Angie turned, furious. "The fuck was that?"
Dante grabbed her by the elbow, firm but careful, steering her away from the club lights. "You know what that was."
She wrenched free. "I had that handled."
"You were buyin' coke."
She rolled her eyes. "So fuckin' what?"
Dante's voice was low, controlled. "Sonny's rules."
Something in her expression flickered. Not fear--never fear--but something close to frustration. She hated when he reminded her of that, of the line she wasn't supposed to cross. The unspoken truth that, no matter how wild she got, she still had to play by someone else's rules.
She turned away, arms crossed. "You gonna take me home now?"
Dante let the question hang between them. Then: "Yeah."
She didn't fight him this time. But she didn't look at him either.
The club was one of Sonny's. Clean, respectable--on the surface, anyway. The kind of place where men in suits played cards in the back and the girls danced like they didn't care who was watching.
Dante sat at the bar, nursing a whiskey, eyes drifting toward the dance floor even when he told himself not to look.
And there she was.
Angie, hair dyed blonde this time, lips painted dark, moving like sin in a silk dress that clung to every curve. She danced with her arms above her head, lost in the music, sweat glistening on her skin, men circling like they thought they had a chance.

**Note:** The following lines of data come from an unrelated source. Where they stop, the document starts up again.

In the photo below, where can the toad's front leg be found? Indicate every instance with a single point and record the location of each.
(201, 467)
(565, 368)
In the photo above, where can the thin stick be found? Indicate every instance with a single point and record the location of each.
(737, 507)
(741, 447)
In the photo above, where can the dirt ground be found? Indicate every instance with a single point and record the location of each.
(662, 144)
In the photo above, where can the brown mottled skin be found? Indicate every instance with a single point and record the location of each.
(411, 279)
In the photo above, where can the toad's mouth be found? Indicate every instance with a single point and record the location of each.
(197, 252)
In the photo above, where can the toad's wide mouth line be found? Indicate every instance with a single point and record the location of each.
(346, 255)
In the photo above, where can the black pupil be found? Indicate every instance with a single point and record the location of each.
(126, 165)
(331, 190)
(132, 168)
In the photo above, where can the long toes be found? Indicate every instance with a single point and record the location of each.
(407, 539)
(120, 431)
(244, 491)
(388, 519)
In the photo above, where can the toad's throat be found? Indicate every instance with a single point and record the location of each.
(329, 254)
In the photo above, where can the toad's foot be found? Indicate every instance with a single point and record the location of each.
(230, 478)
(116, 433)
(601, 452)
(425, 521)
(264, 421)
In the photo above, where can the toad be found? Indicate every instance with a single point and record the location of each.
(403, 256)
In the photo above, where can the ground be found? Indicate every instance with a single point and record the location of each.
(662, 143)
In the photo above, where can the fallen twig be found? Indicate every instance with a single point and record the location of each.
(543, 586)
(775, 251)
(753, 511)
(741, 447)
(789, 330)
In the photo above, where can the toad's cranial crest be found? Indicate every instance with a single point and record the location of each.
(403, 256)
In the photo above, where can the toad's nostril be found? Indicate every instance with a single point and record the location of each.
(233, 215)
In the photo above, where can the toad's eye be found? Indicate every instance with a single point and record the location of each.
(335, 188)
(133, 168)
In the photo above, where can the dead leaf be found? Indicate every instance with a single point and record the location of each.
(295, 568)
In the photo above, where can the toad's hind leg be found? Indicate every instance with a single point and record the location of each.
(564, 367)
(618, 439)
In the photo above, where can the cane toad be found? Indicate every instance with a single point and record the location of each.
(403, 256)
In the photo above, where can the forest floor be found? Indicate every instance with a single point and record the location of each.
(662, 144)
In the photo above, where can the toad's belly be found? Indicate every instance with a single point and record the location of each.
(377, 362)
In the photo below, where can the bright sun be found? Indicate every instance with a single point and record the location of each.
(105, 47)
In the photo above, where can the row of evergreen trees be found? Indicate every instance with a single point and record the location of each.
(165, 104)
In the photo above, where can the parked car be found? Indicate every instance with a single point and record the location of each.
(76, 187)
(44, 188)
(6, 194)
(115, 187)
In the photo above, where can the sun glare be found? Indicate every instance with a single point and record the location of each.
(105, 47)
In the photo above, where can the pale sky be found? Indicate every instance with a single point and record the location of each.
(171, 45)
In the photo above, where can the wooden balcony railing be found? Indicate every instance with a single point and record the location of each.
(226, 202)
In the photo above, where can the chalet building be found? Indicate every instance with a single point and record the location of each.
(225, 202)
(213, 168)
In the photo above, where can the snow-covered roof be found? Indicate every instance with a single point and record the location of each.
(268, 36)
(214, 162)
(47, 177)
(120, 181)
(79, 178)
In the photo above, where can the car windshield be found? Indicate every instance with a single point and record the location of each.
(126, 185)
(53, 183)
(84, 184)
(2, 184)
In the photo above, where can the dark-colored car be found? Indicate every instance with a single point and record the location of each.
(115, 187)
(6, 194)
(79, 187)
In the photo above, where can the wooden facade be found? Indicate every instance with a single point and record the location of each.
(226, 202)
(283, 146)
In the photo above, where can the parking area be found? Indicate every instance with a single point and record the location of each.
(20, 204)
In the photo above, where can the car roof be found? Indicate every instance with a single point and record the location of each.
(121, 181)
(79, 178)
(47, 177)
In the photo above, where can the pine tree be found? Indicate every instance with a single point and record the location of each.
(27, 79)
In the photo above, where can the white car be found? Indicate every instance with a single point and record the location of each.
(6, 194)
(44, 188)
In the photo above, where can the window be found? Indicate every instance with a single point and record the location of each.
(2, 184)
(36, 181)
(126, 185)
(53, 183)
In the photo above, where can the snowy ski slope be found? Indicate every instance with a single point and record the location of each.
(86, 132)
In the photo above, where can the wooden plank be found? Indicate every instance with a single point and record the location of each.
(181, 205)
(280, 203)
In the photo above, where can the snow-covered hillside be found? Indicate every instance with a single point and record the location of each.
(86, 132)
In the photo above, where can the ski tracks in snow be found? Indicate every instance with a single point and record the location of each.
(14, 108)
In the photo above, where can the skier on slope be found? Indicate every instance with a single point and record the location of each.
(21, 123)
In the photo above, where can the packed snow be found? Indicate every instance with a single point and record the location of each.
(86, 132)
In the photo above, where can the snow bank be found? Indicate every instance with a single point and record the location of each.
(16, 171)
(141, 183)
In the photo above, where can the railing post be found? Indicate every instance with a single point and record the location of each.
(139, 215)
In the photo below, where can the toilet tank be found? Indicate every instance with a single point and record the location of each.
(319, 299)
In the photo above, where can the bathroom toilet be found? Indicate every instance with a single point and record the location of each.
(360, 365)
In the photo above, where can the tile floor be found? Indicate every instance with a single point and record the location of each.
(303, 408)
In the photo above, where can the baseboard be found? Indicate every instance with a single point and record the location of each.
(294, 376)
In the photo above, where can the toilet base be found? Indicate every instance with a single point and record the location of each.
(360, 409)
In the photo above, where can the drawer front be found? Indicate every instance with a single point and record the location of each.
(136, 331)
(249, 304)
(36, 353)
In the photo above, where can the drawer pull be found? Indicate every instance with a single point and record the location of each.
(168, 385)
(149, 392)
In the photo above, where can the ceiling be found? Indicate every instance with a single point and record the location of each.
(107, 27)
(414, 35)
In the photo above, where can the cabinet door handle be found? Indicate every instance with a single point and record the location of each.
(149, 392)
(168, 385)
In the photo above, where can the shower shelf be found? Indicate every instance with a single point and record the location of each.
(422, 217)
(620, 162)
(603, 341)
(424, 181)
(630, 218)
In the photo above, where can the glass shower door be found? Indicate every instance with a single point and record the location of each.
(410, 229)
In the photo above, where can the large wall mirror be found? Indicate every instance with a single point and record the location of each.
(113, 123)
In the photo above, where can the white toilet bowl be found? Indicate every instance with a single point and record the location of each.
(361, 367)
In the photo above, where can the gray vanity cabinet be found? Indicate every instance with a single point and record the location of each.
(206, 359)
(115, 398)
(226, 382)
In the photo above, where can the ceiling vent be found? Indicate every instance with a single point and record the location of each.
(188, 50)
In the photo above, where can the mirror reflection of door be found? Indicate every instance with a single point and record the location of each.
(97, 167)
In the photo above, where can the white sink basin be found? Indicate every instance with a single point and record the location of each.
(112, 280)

They didn't. She wasn't here for them.
Dante realized he was staring. Snapped his gaze back to his drink, jaw tightening, willing himself to focus on anything else.
But it was too late.
She'd seen him.
And she smiled.
The diner was quiet, just a few late-night stragglers and the hum of the jukebox in the corner. Angie sat in a booth near the window, leaning in close to the man across from her, laughing at something he said.
Dante took a seat at the counter, back to them, ordering a coffee he didn't want.
She was doing it on purpose. Flirting, touching the man's wrist, tilting her head just so. But the guy--some nobody in a cheap suit--was too focused to notice the way she kept glancing past him, looking for someone else.
Looking for Dante.
He didn't give her the satisfaction. Not right away. He kept his focus on his coffee, unreadable, unmoving.